Characteristics of a Simple Contract
A simple contract is an agreement made by two parties. This agreement can be an oral or a written one. There must be an offer, consideration, and an acceptance to make it valid. Even if the document is not drafted by a lawyer, it can still land you in court in the case of a breach of the contract. It’s advisable to have a written contract rather than a verbal one.
Offer and Acceptance: The offeror is the party who makes the offer and the offeree is the person that receives the offer. This contract can be made in the name of a business, a sole proprietor, or a limited liability partnership.
Consideration: This is the value given by one party to another in exchange for a service or product, often money. It’s one of the most important aspects of a contract, and without consideration people generally don’t enter into a binding agreement.
Capacity to enter into a contract: Both parties should be capable of consent, otherwise the contract will be void. Parties to the contract must be 18 years old or over, of sound or stable mind, not under the influence of drugs or alcohol, and not incarcerated.
Terms: As mentioned, a written contract is highly recommended. In the case of a breach, you have a physical copy, and the suffering party will be protected. A simple contract must include the terms and conditions that each party must abide by. It should include details regarding services, money, dates, timeframes, and all clauses. For example, in an agreement between a tenant and a landlord the tenant pays the landlord a certain amount of money over a fixed period while the landlord provides the property for the tenant to live in.
Breach of contract: This occurs when one party defaults on their part of the agreement. If one of the parties does not follow the terms, then the other party can sue them for damages. With enough evidence, a judge can award compensation to the injured party. Having a written contract makes resolving disputes much easier; if the situation does escalate into a lawsuit, the terms of the agreement (and what constitutes a breach) are clearly laid out. If it’s just a verbal agreement, it becomes a matter of one party’s word against another, which is much more difficult to prove in court.

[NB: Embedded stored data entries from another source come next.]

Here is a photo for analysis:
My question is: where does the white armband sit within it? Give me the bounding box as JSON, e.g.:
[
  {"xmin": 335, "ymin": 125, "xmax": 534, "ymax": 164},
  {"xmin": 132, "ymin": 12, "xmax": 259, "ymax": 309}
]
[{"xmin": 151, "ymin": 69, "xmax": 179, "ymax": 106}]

Contract Termination: A contract may be ended for many reasons:
- Both parties perform their obligations.
- Because of natural calamities.
- By mutual consent from both parties.
- By frustration: if one of the parties dies or gets prolonged sickness and become unable to fulfill their end of the agreement.
For small matters, many people don’t like to get tied up in legal contracts. But always try to get a detailed, dated, and signed simple contract when it’s beneficial to both parties.